- Born: January 18, 1936 Newark, New Jersey, US
- Died: December 26, 2010 (aged 74) Hollywood, Florida, US
- Known for: Originator of Auto Train
- Partner: Brenda Brush

= Eugene K. Garfield =

American lawyer and founder of Auto-Train Corporation

Eugene Kerik Garfield (January 18, 1936 – December 26, 2010) was an American lawyer who founded the Auto-Train Corporation. Auto-Train became what is now known as Amtrak's Auto Train. He served in the executive branch of the State of Florida and the federal government.

==Early life and government career==
Garfield was born in Newark, New Jersey, on January 18, 1936, and developed a lifelong interest in railroading after receiving a toy train set as a child, which his sister would later recall: "I would ask him, 'Is that what started all this?'".
He graduated from Rutgers University in 1957 with concentrations in Natural Sciences and Higher Mathematics. He graduated from the University of Miami School of Law on June 9, 1960, where he earned his Juris Doctor degree.

He practiced law in Florida and Washington, D.C. In Florida, Garfield served governmental entities in several capacities including Legal Counsel to the Governor of Florida and as General Counsel to the Florida Department of Education. Garfield was a member of the Florida Council of 100, appointed by Governor Reubin Askew. He was a member of the National Highway Safety Commission, appointed by President Gerald R. Ford. While working in Florida, he founded the Florida School Board Attorney's Association. In Washington, D.C., during the administration of President Lyndon B. Johnson, Garfield served in capacities as Assistant to the White House Chief of Staff and Assistant to the first United States Secretary of Transportation. During his tenure there, the Department of Transportation was considering alternatives for developing a scheduled train service for passengers and their vehicles that would operate along the East Coast, operating between travel destinations in Florida and the cities in the Northeast, though it would later decide to leave such service to non-governmental operators.

==Post-government career==

Following his work in the United States government, Garfield founded the Auto-Train Corporation as a passenger railroad that could also transport personal cars.

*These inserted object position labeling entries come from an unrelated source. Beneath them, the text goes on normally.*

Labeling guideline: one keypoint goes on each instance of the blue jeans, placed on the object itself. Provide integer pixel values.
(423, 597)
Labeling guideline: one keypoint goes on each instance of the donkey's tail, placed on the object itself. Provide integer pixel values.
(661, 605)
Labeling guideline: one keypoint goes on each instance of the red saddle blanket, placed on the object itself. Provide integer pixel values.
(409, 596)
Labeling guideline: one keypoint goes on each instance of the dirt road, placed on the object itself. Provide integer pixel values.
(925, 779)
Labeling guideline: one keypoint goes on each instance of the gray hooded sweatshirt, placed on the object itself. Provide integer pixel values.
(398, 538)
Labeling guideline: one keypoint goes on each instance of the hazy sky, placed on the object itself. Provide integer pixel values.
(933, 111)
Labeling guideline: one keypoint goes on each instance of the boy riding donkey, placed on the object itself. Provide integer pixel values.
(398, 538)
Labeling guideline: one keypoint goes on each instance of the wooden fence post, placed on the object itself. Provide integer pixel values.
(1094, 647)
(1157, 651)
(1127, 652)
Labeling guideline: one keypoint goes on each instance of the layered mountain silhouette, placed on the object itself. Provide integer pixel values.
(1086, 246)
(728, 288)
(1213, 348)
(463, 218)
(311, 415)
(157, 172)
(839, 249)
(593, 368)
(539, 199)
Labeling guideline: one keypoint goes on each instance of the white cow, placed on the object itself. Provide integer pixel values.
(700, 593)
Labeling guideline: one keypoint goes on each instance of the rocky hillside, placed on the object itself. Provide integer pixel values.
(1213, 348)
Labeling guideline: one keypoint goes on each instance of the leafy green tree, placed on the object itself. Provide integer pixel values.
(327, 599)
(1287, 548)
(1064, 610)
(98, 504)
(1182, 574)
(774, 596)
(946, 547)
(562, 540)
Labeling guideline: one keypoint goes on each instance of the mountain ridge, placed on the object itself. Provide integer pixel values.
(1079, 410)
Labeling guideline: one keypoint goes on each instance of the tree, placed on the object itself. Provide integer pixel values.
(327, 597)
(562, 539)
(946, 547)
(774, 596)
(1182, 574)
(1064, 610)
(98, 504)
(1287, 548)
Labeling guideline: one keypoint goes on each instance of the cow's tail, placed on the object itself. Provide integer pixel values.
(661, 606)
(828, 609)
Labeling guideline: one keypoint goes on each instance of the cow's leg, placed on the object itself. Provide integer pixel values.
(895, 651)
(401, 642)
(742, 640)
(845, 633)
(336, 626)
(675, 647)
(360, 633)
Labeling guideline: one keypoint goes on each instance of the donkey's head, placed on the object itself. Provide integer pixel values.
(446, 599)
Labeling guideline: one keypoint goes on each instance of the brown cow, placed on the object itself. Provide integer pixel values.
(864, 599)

The Auto-Train came into service in 1971, carrying passengers and their cars on the 900 mi between Lorton, Virginia and Sanford, Florida, with food service, movies and sleeping cars available to passengers during the 15-hour trip in each direction. The initial trip featured luxury food for passengers and a bar that remained open until 3 a.m.

Garfield had his own personal Pullman car, with private bedrooms and a dining room for himself and his family, that could be attached to the Auto Train. The service was profitable during its first years of operation, frequented by snowbirds making their annual winter migration to Florida, with a disproportionate share of elderly travelers, many taking along their Cadillacs, the vehicle that accounted for as much as 60% of the Auto-Train's car load. In later years losses mounted in the face of lower prices available to leisure travelers heading to Florida by airplane and renting a vehicle at their destination, as well as a money losing branch route to Kentucky. The Auto-Train operation went out of business in 1981, but Amtrak decided to take over the operation in 1983 and continues to offer the service.

He was a member of the Board of Trustees for the Pan American Development Foundation, American University in Washington, D.C., and the National Symphony of the Kennedy Center for the Performing Arts in Washington, D.C. Garfield was a member of the Transportation Committee of the Metropolitan Orlando International Affairs Commission. He was also an Advisory Board Chairperson for the Institute for Transportation Research at Barry University. He served as the primary advisor to the Governor of Florida and the Florida Department of Transportation on the development of a high speed rail system in Florida. Garfield lectured at many schools in the United States including the Wharton School of the University of Pennsylvania, Florida State University, and the Andreas School of Business at Barry University.

==Later years==
Garfield retired from Auto-Train along with the practice of law and served as the Chairman of the North American Maglev Corporation, his next locomotive endeavor. He died at the age of 74 on December 26, 2010, in Hollywood, Florida due to esophageal cancer.